Nikodemus mengatakan: "Rabi, kami tahu, bahwa Engkau datang sebagai guru yang diutus Allah; sebab tidak ada seorangpun yang dapat mengadakan tanda-tanda yang Engkau adakan itu, jika Allah tidak menyertainya." Pertama, dia mengakui Yesus sebagai Rabi/ Guru, dia seorang pengajar yang mempunyai hati seorang murid yang mau belajar. Kedua, dia mengakui Yesus itu diutus Allah. Dari Perjanjian Lama kita tahu ada nabi yang diutus Allah, dia betul-betul membicarakan yang dari Tuhan dan menyelidiki hati manusia; dan ada nabi yang tidak diutus Allah, ciri khasnya dia terus membuat manusia senang, adem ayem, seperti dijunjung-junjung, dipermuliakan, dst. dengan kalimat-kalimat yang dikatakannya. Tapi di sini Nikodemus tahu Yesus bukan penjilat, Yesus tidak cari muka, tidak pernah berusaha mengambil hati pendengar-Nya dalam pengertian menyenangkan mereka, dan karena itu Nikodemus bisa mengatakan bahwa Yesus ini diutus Allah. Ini suatu ucapan yang tinggi, bukan perkataan main-main, karena tidak semua diutus Allah, ada nabi/ hamba Tuhan jadi-jadian yang menurut dia sendiri dirinya nabi/ hamba Tuhan tapi Tuhan tidak pernah mengutus dia. Ketiga, dia juga melihat Yesus mengadakan tanda-tanda. Setidaknya sampai pasal 3 ini kita melihat tanda mujizat air menjadi anggur di Kana, dan tanda waktu Yesus menyucikan Bait Allah; tapi kita tahu bahwa tidak ada kepentingan chronological dalam pencatatan Injil, sehingga mungkin saja yang dilihat Nikodemus sudah lebih dari 2 tanda. Nikodemus melihat tanda-tanda, berarti dia seseorang yang mengamati, bukan seseorang yang tidak sadar, cuek, acuh tak acuh. Dan bukan cuma itu, setelah melihat tanda-tanda, dia mengambil kesimpulan bahwa orang yang melihat tanda-tanda seperti ini pasti yang menyertai-Nya adalah Allah sendiri. Jadi di sini –yang keempat– dia melihat penyertaan Allah di dalam diri Yesus.

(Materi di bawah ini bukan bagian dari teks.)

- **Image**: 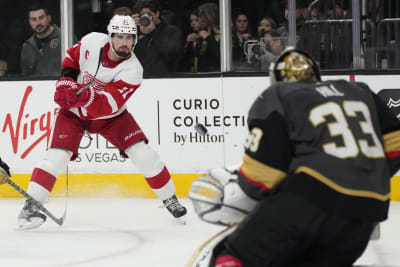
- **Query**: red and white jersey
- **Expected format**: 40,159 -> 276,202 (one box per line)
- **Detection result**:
62,32 -> 143,120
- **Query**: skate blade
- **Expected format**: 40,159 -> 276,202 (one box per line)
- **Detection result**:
176,218 -> 186,225
15,218 -> 44,231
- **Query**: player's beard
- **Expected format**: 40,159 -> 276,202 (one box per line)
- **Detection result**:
114,48 -> 131,58
35,24 -> 50,34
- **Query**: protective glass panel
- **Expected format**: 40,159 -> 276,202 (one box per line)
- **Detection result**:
0,0 -> 61,79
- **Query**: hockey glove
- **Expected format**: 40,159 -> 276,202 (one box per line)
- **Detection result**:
66,87 -> 94,108
0,159 -> 11,184
189,168 -> 257,225
54,77 -> 80,109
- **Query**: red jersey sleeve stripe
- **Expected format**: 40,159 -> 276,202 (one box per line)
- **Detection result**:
61,42 -> 81,73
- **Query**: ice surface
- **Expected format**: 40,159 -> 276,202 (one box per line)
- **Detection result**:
0,198 -> 400,267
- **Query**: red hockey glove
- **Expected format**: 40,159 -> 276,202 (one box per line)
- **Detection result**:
66,87 -> 94,108
54,77 -> 81,109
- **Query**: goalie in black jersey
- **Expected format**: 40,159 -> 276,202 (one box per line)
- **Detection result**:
187,48 -> 400,267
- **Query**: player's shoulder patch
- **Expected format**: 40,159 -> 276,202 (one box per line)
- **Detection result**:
118,55 -> 143,84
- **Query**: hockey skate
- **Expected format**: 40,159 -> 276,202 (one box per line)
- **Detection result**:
17,200 -> 46,230
163,195 -> 187,224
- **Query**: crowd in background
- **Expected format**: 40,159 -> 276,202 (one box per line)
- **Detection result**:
0,0 -> 400,77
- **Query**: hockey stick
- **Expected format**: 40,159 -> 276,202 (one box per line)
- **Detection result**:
75,47 -> 103,95
7,179 -> 67,226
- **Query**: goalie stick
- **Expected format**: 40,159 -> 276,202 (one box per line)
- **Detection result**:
7,179 -> 68,226
75,47 -> 103,95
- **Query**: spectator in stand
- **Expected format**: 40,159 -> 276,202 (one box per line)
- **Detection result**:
232,11 -> 253,70
278,0 -> 307,37
113,6 -> 133,16
181,9 -> 200,72
257,16 -> 277,38
132,0 -> 182,73
261,30 -> 287,71
326,0 -> 351,19
21,3 -> 61,76
198,3 -> 221,72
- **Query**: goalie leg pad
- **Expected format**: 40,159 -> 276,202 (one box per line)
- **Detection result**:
186,225 -> 236,267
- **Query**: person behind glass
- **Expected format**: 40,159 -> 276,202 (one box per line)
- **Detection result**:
232,12 -> 252,69
198,3 -> 221,72
278,0 -> 307,37
180,9 -> 200,72
20,3 -> 61,76
113,6 -> 133,16
132,0 -> 182,73
257,16 -> 277,38
18,15 -> 186,230
260,30 -> 287,71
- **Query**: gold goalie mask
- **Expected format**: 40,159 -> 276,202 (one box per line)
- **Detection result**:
269,47 -> 321,84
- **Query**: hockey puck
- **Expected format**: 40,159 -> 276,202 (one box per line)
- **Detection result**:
194,123 -> 208,135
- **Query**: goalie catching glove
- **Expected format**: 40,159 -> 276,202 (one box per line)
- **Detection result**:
189,168 -> 257,226
0,159 -> 11,184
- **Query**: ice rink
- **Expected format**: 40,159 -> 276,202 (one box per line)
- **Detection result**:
0,198 -> 400,267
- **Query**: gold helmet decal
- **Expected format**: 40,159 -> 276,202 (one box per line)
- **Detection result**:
270,48 -> 321,83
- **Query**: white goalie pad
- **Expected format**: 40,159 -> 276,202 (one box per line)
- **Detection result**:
185,225 -> 237,267
189,168 -> 257,225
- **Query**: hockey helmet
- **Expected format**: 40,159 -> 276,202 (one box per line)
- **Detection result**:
269,47 -> 321,84
107,15 -> 138,46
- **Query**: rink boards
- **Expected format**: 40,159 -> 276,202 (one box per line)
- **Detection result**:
0,75 -> 400,201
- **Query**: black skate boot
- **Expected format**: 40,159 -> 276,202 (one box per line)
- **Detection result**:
17,200 -> 46,230
163,195 -> 187,218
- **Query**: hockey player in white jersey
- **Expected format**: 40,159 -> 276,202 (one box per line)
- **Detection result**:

Kemudian kita membaca jawaban Yesus, "Aku berkata kepadamu, sesungguhnya jika seorang tidak dilahirkan kembali, ia tidak dapat melihat Kerajaan Allah." Ayat yang paling penting dari seluruh ayat 1-12 ini. Apa yang Saudara lihat dari tanggapan Yesus ini? Bisa macam-macam tafsiran, misalnya: Yesus tidak butuh puji-pujian. Memang betul Yesus tidak butuh pujian manusia karena konfirmasinya dari bapa bukan dari manusia, tapi kita tidak mendapatkan keterangan redaksional dari Yohanes bahwa Nikodemus sedang cari muka mau menyenangkan Yesus; yang kita baca secara sederhana, ini perkataan tulus dari hati Nikodemus. Kita juga tidak bisa mengatakan bahwa Nikodemus ini pandangannyanya terhadap Yesus terlalu rendah, Yesus itu sebetulnya Tuhan tapi dia cuma sebut sebagai ‘guru’, ini liberal. Tafsiran yang seperti itu agak berlebihan, karena ini baru pasal 3, siapalah yang mengenal Yesus sebagai Tuhan di sini, bahkan murid-murid juga belum mengenal Dia sebagai Tuhan. Oleh karena itu saya cenderung melihat sebutan yang dikatakan Nikodemus terhadap Yesus sebagai ‘Rabi, yang diutus Allah, yang mengadakan tanda-tanda, yang disertai Allah’ sebagai pujian yang positif.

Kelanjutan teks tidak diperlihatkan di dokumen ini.